By Ron Bousso
LONDON (Reuters) - BG Group's (L:BG) second-quarter earnings nearly halved as it took yet another hit from persistently weak crude prices though record oil and gas production limited the damage.
BG, which has accepted a $70 billion (44.88 billion pounds) takeover from Royal Dutch Shell (L:RDSa), on Friday reported a 19 percent rise in output during the quarter to 703,000 barrels of oil equivalent per day (boed).
The company increased its full-year output forecast to "the upper half" of its previous range of 650,000 to 690,000 boed.
"This performance reflects our actions to stabilise and de-risk the business and our teams remain focused on delivering
our 2015 commitments," said BG Chief Executive Helge Lund, who took over in February weeks before Shell's takeover bid.
Growth in the second quarter was driven by Australia and Brazil, where volumes in both more than doubled to an average of 80,000 barrels per day in Australia and 143,000 for Brazil.
BG has been boosting production from the Queensland Curtis liquefied national gas (LNG) facility in Australia, where the first LNG cargo from the second production train was shipped in July.
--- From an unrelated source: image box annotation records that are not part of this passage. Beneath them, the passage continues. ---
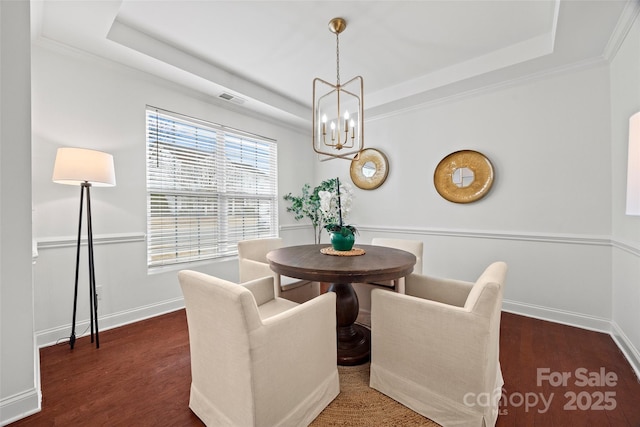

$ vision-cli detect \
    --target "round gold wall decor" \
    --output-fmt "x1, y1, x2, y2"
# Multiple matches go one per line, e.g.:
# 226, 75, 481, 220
350, 148, 389, 190
433, 150, 493, 203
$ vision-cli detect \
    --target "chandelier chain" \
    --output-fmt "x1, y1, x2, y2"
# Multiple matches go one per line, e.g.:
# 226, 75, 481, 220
336, 33, 340, 86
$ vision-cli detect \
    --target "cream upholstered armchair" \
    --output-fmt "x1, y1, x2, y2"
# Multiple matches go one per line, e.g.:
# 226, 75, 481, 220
238, 237, 320, 302
178, 270, 340, 427
370, 262, 507, 427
BG's core earnings dropped to $1.372 billion down 48 percent from a year earlier but above analysts' forecast of $1.328 billion, according to a consensus provided by the company.
BG maintained its dividend at 14.38 cents per share.
Oil prices averaged $60 a barrel in the second quarter of 2015, up about $5 a barrel from the previous quarter but down from $110 a barrel a year earlier.
The gas producer was forced to write off $6 billion of its business in the fourth quarter of 2014, following the slump in crude prices. This followed a string of production outlook cuts after its important gas and liquefied natural gas (LNG) business in Egypt performed disastrously.